Geren, who assumed the top civilian post in the Army last year, browses several each morning, just as he reads coverage of the Army in the nation's major daily newspapers.
"It's part of my effort to understand what is going on in the communications domain, particularly for the age group that is the heart and soul of our Army," Geren said during a phone interview as he returned from a recent trip to Afghanistan and Iraq.
Just a few short years ago, the military seemed unnerved by the ruminations of its creatively inspired young service members, citing concerns about operational security and the rough and uncensored reality of combat stories.
But the military has altered course and now offers bloggers regular access for interviews with top leaders, reflecting the changing role of both bloggers and public affairs.
Geren, a believer in the power of new media and one of its leading proponents within the Pentagon, held a question-and-answer session at a recent gathering of military bloggers in Las Vegas, a stamp of approval if there ever was one.
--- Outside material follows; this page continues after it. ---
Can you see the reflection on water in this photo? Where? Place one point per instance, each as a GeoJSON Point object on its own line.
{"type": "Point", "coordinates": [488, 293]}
The turnabout is both a result of some bloggers' desire to expand from merely rants and opinion pieces to something closer to original reporting, and the military's recognition that the milblogs, whatever the occasional disagreements, were overwhelmingly on their side.
"This idea of working with the bloggers is smart," said Toby Nunn, author of Toby Nunn's Briefing Room. "We're a voice of the soldier. They would be crazy if they didn't recognize the ability of a blogger to reach a broader audience and the impact it can have."
A soldier named Colby Buzzell, a Californian in his mid-20s who was serving in Iraq in 2004, is sometimes considered the father of milblogging.
He launched cbftw.blogspot.com anonymously while in Iraq and posted gripping, violence- and profanity-laden stories that became enormously popular and eventually landed him in hot water with his commanders.
His trouble hardly stopped bloggers, though. There are now an estimated 2,000 milbloggers, feeding information and opinions to people hungry for war coverage but suspicious of traditional journalists.
Nunn, a Canadian-born soldier who served two tours in Iraq, including one in which he got to know Buzzell, said Buzzell's "concept was genius" because it came as fewer print and broadcast reporters were covering the war.
"Bloggers started to be a better form of media outreach," said Nunn, whom readers recently named the best Army milblogger.
"People are giving a frontline perspective without having to go to journalism school."